Или про Якута знаешь? Сразу после премьеры «Калигулы» умирает актер Всеволод Якут. Он успел поднять бокал шампанского, пожелать всем счастья, пошел к служебному входу, но прямо в кулисах упал и умер. У меня истерика. Я бился головой об стенку. Прошло сорок дней, потом полгода. Я помню, как пытался говорить со своими актерами, и Лев Борисов сказал: «Что ты, даже не подходи ко мне, он же туда потащит. После Якута играть бессмысленно». А мудрые старики сказали: «Подожди. В театральном мире все наоборот». И действительно, через полгода сами актеры собрались, почитали пьесу и более молодой, спортивный Саша Пашутин ввелся в «Калигулу». Спектакль идет уже одиннадцать лет.

— Все говорят, что на репетиции у тебя полная разболтанность, все пьют пиво, кофе. Что за антитеатр?
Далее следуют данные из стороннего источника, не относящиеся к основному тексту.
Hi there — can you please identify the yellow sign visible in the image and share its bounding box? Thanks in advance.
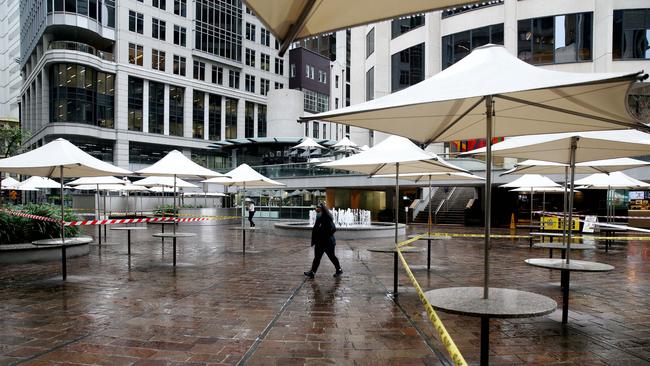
[540,216,580,231]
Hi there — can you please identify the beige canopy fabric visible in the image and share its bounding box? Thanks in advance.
[301,45,647,143]
[244,0,472,53]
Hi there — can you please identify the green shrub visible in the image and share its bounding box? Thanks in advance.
[0,204,79,244]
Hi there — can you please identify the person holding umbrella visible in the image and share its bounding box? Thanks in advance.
[305,202,343,278]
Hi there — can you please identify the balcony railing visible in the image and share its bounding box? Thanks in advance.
[49,41,115,61]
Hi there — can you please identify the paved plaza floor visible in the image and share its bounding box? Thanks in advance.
[0,222,650,365]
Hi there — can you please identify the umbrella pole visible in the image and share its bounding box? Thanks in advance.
[59,165,68,281]
[393,162,399,297]
[483,95,493,298]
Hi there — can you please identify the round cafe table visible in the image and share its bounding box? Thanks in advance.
[368,245,424,297]
[111,226,147,257]
[525,258,614,324]
[153,232,196,267]
[408,235,451,271]
[424,287,557,365]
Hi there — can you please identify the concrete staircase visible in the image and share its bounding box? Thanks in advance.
[413,187,474,225]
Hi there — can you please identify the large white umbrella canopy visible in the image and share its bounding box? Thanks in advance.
[501,158,650,175]
[19,176,61,191]
[0,138,131,178]
[68,176,126,186]
[135,150,223,179]
[301,45,647,142]
[291,137,325,150]
[575,172,650,189]
[499,174,562,190]
[244,0,471,53]
[0,177,20,189]
[203,164,285,255]
[0,138,131,280]
[133,177,198,192]
[320,136,466,176]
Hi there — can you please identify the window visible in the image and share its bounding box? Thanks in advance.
[192,60,205,81]
[275,57,284,75]
[151,0,167,10]
[49,63,115,128]
[174,0,187,17]
[129,43,144,66]
[173,55,185,76]
[612,9,650,60]
[257,104,266,137]
[517,13,593,65]
[128,76,144,131]
[151,49,165,71]
[228,70,239,89]
[246,23,255,42]
[212,65,223,85]
[129,10,144,34]
[442,24,503,69]
[260,28,271,47]
[151,18,167,41]
[169,85,185,136]
[244,102,255,137]
[192,90,205,139]
[225,98,237,139]
[390,43,424,92]
[174,25,187,47]
[194,0,243,62]
[149,80,165,134]
[366,28,375,58]
[260,53,271,71]
[260,78,271,95]
[391,15,424,38]
[244,74,255,93]
[208,94,221,141]
[246,48,255,67]
[366,66,375,100]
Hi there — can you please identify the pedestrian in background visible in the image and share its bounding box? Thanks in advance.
[305,202,343,278]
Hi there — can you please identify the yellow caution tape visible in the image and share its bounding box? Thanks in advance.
[396,235,467,366]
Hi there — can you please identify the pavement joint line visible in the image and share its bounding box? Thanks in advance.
[237,277,307,366]
[346,243,452,366]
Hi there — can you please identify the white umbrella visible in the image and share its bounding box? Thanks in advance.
[0,138,131,280]
[499,174,562,225]
[203,164,285,255]
[135,150,223,233]
[19,176,61,190]
[244,0,471,55]
[320,136,466,296]
[0,177,20,189]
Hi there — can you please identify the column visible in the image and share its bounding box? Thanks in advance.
[163,84,169,135]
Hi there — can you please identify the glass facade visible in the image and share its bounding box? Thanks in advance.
[128,76,144,131]
[442,24,503,70]
[517,13,593,65]
[194,0,242,61]
[257,104,266,137]
[149,81,165,134]
[50,63,115,128]
[169,85,185,136]
[192,90,205,139]
[208,94,221,141]
[612,9,650,60]
[391,43,424,92]
[391,15,424,38]
[244,102,255,137]
[224,98,237,139]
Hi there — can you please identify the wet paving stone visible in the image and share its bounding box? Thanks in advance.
[0,222,650,365]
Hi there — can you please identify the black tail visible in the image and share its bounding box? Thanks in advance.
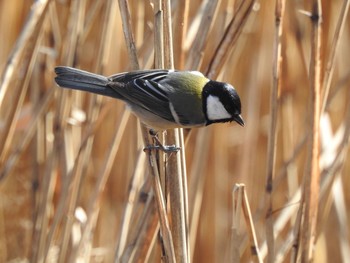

— Мой афоризм — репетировать надо легко, а вот играть — мучиться. Актер даже самый трагический кусок будет играть легко, если у него от репетиций осталось ощущение легкости. Я действительно никогда не кричу, исключено, чтобы я в кого-то бросил пепельницу. Я разрешаю курить, пить пиво. Да, это непедагогично, но я не ругаюсь, когда артист опаздывает — понимаю, что он торчал в пробке. Я беру этого человека за ручку и говорю: «Старик, вот тебе еще пятнадцать минут, иди спокойно в буфет, выпей кофе». «Я так мчался!», задыхается он. — «Не волнуйся, иди». Я повторяю актерам: «Сидите в пробке и не мучайтесь». Это такой наш взаимный расчет. Здоровье актера — это капитал режиссера. У меня на репетициях, например, завязываются романы, и я считаю, что в театре партнеры прежде всего должны доверять друг другу. И если в процессе у них что-то еще и возникло, — пожалуйста, тогда они будут еще более искренни на сцене. В каждом спектакле должны быть свои тайны, романы. Чем здоровее театр, тем больше романов и эротики.